8th Day (06.06.2022)

Church of Hagia Sophia of Thessalonica

Hagia Sophia Thessaloniki, standing in the place of an older, five aisled basilica, is a cross domed basilica of the transitional period. The imposing composition of the Ascension, typical for the domes of the city, dates to the 9th century. The apse mosaic, an enthroned Virgin Mary with Christ dates to the 11th century, although traces of an earlier cross still survive. The traces of the cross along with inscriptions mentioning an emperor Constantine an empress Eirini as well as the metropolitan Theophilos have led to the dating of the original composition of the apse and the vault of the Sanctuary to the 8th century.


Church of the Virgin Mary Acheiropoietos

The original construction of the church, a basilica with a tripartite narthex in the west, dates back to the 5th century. It was built on the site of a Roman bath, traces of which can be seen on the north aisle of the present building. A second important alteration, which possibly included the addition of the second floor has been dated to the 7th century while a third can be attributed to the 14th. The floor of the church, made of proconnesian marbles, the capitals fine examples of Constantinopolitan style, as well as the columns of the aisles and tribelon survive almost intact. 


Church of Panagia Chalkeon

The church belongs to the cross in square type and is strongly influenced by the Constantinopolitan architecture of the middle Byzantine centuries, both in style and construction methods. A donor’s inscription in the lintel above the main entrance, mentioning Christophoros Protospatharios with his wife and daughters, dates the building to 1028. A few Christological scenes are preserved in the nave (Nativity, Presentation to the Temple, Adoration of the Magi, Pentecost) and liturgical scenes in the sanctuary. In the narthex an extensive Second Coming is developed. In the Palaiologan era several scenes were added, most notably those of the Akathist Hymn.


Church of St. Demetrios

The church is a five-aisled basilica, with a narthex, a transept and a so-called crypt under it. According to tradition the first building on the site was a small oratory serving as a martyrium for the saint. In the 5th century, a certain eparch named Leontios founded a three-aisled basilica which was burnt down in 626-634. After the fire a the five-aisled basilica was erected and continued to transform (with additions like the chapel of Saint Euthymios in the SE corner, the galleries, its transformation to a mosque in 1493 and restoration of Christian worship in 1912) until the disastrous fire of 1917 that burnt it down almost the entirely.


Church of St. Panteleimon

St Panteleimon is a cross in square with an ambulatory (peristoon), a type common for the late Byzantine architecture of Thessaloniki. The church is often identified as the katholikon of a monastery dedicated to Virgin Perivleptos, known from the sources. Very few paintings survive in the lateral apses of the Sanctuary and the ambulatory chapels; amongst them, the most interesting is a depiction of St. James, the brother of God (Αδελφόθεος) which further supports the proposed dedication since the patron of the Perivleptos monastery is know to have been a certain James, metropolitan of Thessaloniki.

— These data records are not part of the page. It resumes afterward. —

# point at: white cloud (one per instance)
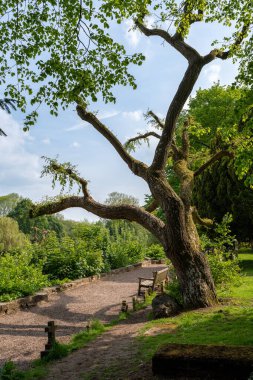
(133, 115)
(132, 35)
(19, 168)
(212, 73)
(46, 141)
(75, 145)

A centrally planned building whose construction, dedication and transformation still remain open to discussion. It has been proposed that it was built as an imperial mausoleum (either by Galerius or Constantine) and was later transformed into a Christian church. At some point the original structure was enveloped by a circular ambulatory and several other buildings around it (an eight-sided baptistery and a sixth-sided building later used for burials are still visible in the south). The building preserves impressive mosaics both in the main dome and in the barrel vaults of the original structure.